This package decomposes two overlapping speech signals, which are recoded in one channel. The method is described in deep clustering paper: https://arxiv.org/abs/1508.04306. The code is based on zhr1201/deep-clustering from the Github. I fixed issues with inference using the trained model, upgraded the code to support python3 and made a python package called DeWave.
- Python3.6
- tensorflow
- numpy
- scikit-learn
- librosa
The python is available on PyPI, and you can install it by typing
pip install DeWave
- model.py: Bi-LSTM neural network
- train.py: train the deep learning network
- infer.py: separate sources from the mixture
- utility.py: evaluate the performance of the DNN model
- Put audio files in wav or sph format under the data directory. For each speaker,
one should create a folder and put all audios that belong to this speaker
into this folder. The function
dewave-clip
can help generate clips based on these audios. As an example, one can download two audio files using the links as follows:
https://drive.google.com/open?id=1r7FtoEyd_2Xe98OQSs8BciUs7RNry8UW.
The source of datasets is from
http://www-lium.univ-lemans.fr/en/content/ted-lium-corpus.
After downloading the files and put them into the data directory. Under the current working directory, create a directory called data. Then type
dewave-clip --dir=data --out=data/train --num=256
in the command line, which will automatically generate the training datasets. Similarly, one can type
dewave-clip --dir=data --out=data/val --num=128
to obtain the validation data. - Pack the data. Type
dewave-pack --dir=data/train --out=train.pkl
dewave-pack --dir=data/val --out=val.pkl
The train.pkl is used as the training data and the val.pkl is used as the validation data.
- Create two directories. One is used to store trained
model. The other directory is used to store summary of learning process.
For example, under the current working directory, we create two directoies,
namely seeds and summary. Then one can type
dewave-train --model_dir=seeds --summary_dir=summary --train_pkl=train.pkl --val_pkl=val.pkl
in commmand line to start training the BI-LSTM model. Stop the training process once the loss on the validation datasets converges.

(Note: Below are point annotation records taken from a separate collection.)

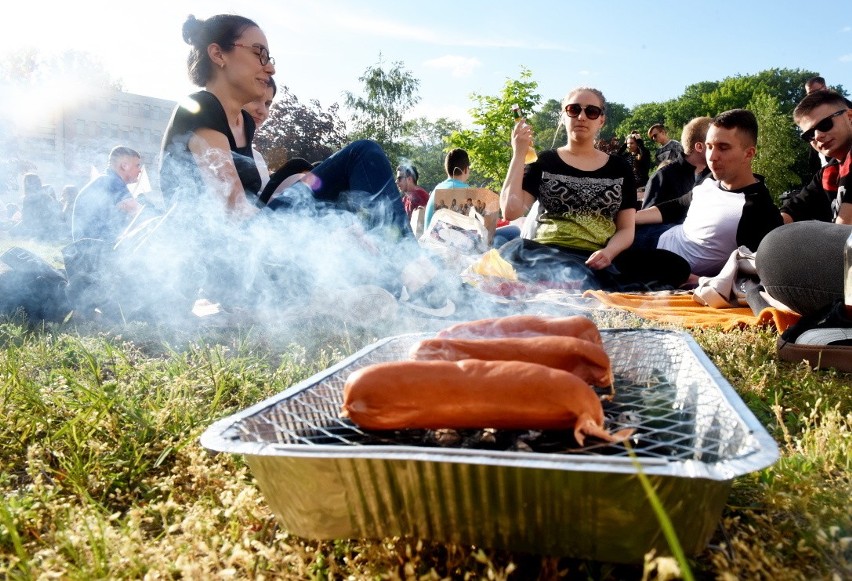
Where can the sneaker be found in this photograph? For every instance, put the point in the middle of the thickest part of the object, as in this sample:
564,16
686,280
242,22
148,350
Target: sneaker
823,339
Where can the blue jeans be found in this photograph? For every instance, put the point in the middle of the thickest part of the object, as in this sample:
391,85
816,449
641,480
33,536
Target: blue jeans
359,179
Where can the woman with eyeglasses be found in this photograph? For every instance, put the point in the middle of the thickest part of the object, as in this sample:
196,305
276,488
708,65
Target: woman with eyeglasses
335,225
584,224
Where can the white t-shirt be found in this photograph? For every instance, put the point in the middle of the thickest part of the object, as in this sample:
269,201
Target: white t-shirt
708,235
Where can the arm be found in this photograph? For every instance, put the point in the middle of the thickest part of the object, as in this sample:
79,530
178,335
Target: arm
810,203
650,215
514,200
212,153
625,227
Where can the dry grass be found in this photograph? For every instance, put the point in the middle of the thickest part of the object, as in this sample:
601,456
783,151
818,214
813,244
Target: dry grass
103,477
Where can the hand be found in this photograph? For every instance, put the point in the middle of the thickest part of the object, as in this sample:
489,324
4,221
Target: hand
599,259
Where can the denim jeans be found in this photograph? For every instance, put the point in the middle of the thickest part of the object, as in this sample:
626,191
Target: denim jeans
359,179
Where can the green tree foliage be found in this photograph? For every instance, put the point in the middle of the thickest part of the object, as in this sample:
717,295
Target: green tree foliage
782,158
545,123
426,141
616,113
489,142
379,113
298,130
776,145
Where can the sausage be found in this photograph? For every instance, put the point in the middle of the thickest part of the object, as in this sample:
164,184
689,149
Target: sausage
473,394
585,359
526,326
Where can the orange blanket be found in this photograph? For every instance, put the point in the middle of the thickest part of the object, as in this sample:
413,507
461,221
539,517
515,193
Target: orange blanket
681,309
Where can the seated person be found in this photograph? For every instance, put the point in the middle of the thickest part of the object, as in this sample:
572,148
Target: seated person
105,206
826,123
668,149
678,177
259,111
413,196
326,229
583,235
731,209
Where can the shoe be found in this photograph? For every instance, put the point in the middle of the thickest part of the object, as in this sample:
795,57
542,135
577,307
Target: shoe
823,339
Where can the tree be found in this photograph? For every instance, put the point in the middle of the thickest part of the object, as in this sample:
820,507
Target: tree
615,114
785,86
489,144
545,124
297,130
380,113
426,141
777,145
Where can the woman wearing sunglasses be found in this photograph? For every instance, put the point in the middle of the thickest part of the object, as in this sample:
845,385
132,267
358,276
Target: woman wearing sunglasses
343,224
586,217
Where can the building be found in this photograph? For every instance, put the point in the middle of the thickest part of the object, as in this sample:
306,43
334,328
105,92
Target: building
63,145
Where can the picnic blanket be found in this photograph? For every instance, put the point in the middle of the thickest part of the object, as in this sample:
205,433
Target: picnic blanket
681,309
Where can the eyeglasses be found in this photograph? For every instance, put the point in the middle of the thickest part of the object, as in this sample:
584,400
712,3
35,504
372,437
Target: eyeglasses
592,111
261,52
825,125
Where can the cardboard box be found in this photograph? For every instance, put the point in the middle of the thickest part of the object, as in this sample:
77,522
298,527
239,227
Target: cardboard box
484,204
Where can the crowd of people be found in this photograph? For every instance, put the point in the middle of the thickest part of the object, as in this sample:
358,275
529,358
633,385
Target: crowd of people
597,217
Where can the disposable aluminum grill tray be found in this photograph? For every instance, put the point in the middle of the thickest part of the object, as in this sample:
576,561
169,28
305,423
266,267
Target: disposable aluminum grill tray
538,492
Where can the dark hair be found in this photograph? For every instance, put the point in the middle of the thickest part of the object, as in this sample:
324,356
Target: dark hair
222,29
658,126
409,171
817,98
741,119
457,161
32,183
815,81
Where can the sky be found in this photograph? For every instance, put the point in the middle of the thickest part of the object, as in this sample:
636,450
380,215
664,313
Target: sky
635,52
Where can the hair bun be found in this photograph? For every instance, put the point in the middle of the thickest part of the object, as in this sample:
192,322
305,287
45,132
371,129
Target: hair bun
191,28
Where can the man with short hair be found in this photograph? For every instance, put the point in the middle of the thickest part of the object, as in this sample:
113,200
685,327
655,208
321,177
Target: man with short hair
105,206
667,149
413,196
457,167
678,177
729,209
825,120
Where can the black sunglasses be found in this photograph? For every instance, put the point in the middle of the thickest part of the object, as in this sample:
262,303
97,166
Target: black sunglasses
592,111
823,126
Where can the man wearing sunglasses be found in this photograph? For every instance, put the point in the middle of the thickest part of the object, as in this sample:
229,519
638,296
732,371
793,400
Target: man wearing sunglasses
826,124
729,209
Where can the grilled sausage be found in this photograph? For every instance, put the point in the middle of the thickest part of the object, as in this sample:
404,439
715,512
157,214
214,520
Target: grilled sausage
473,394
583,358
525,326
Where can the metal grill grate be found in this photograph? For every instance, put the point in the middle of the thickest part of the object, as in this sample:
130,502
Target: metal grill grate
665,388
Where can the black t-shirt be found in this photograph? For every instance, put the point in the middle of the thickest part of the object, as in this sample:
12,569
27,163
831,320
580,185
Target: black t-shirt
580,207
180,177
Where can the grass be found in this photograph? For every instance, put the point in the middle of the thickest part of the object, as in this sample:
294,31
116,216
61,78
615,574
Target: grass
102,475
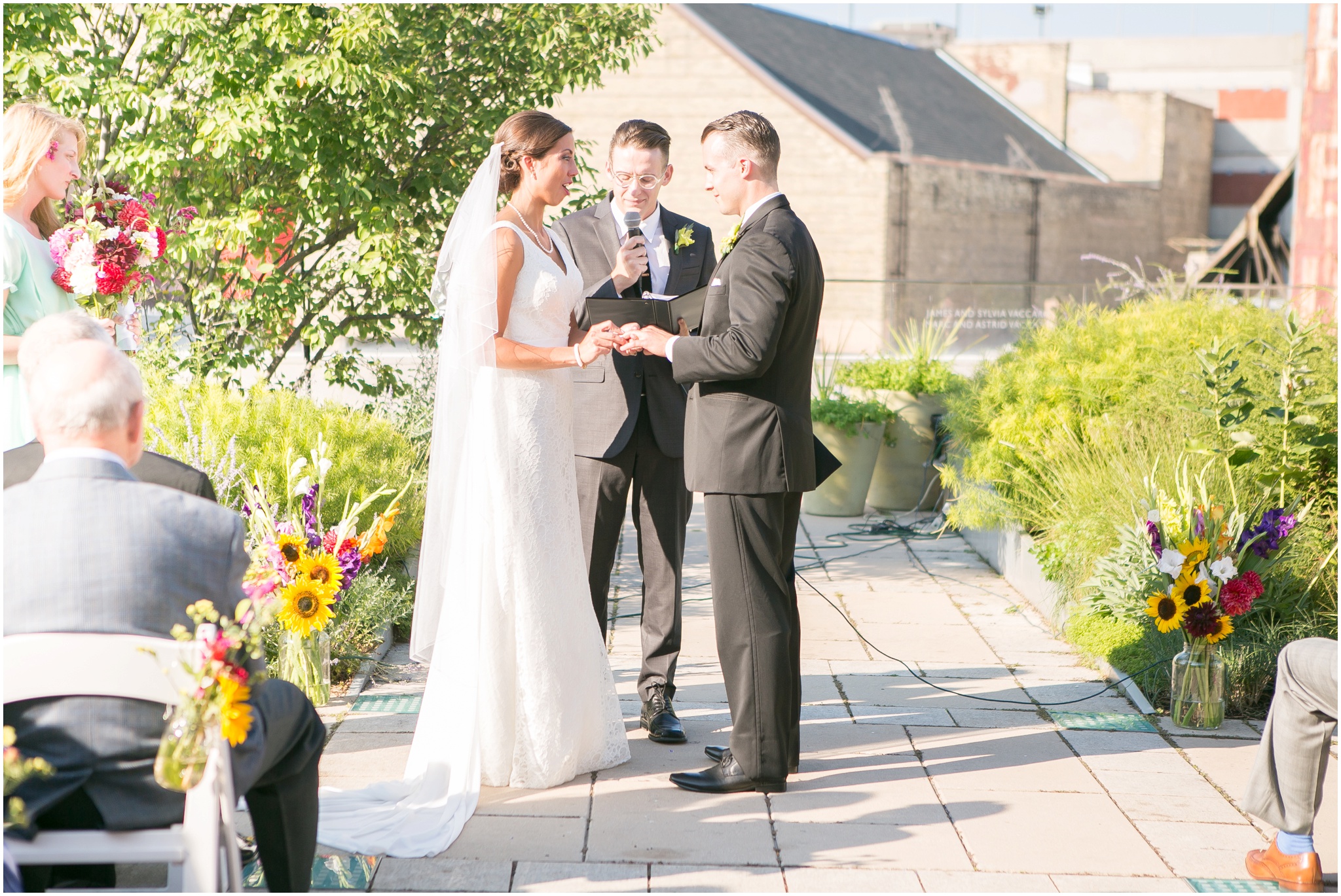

- For a mixed audio file, e.g. mix.wav, type
dewave-infer --input_file=mix.wav --model_dir=seeds
in command line to restore the sources. Two restored audios called mix_source1.wav and mix_source2.wav are generated. One can download a mixed sample through the link:
https://drive.google.com/open?id=1s46w2_9IzVA8LdrnirdI6R8o7etq79-R
I have a pretrained model using TED talks from 5 speakers. One can download
the model through the link below:
https://drive.google.com/open?id=1mSsJYighwgAxLC2AFnRXq1GHBuJhQgiC
Here are a few results based on the pretrained model. The mixed audios are
synthetic data based on Ted talks. For those speakers who have appeared in
the training datasets, I sampled different time periods to ensure that there
is no overlap between training data and test data. The demos can be accessed
using the links below:
http://bit.ly/dewave-demo1
http://bit.ly/dewave-demo2
http://bit.ly/dewave-demo3
https://arxiv.org/abs/1508.04306
-
Error for reading the audio file using librosa. Solution: install ffmpeg.
-
ValueError: Cannot feed value of shape (X, 100, 129) for Tensor 'Placeholder_2:0', which has shape '(128, 100, 129)'. Solution: the number of audio clips should be at least 128.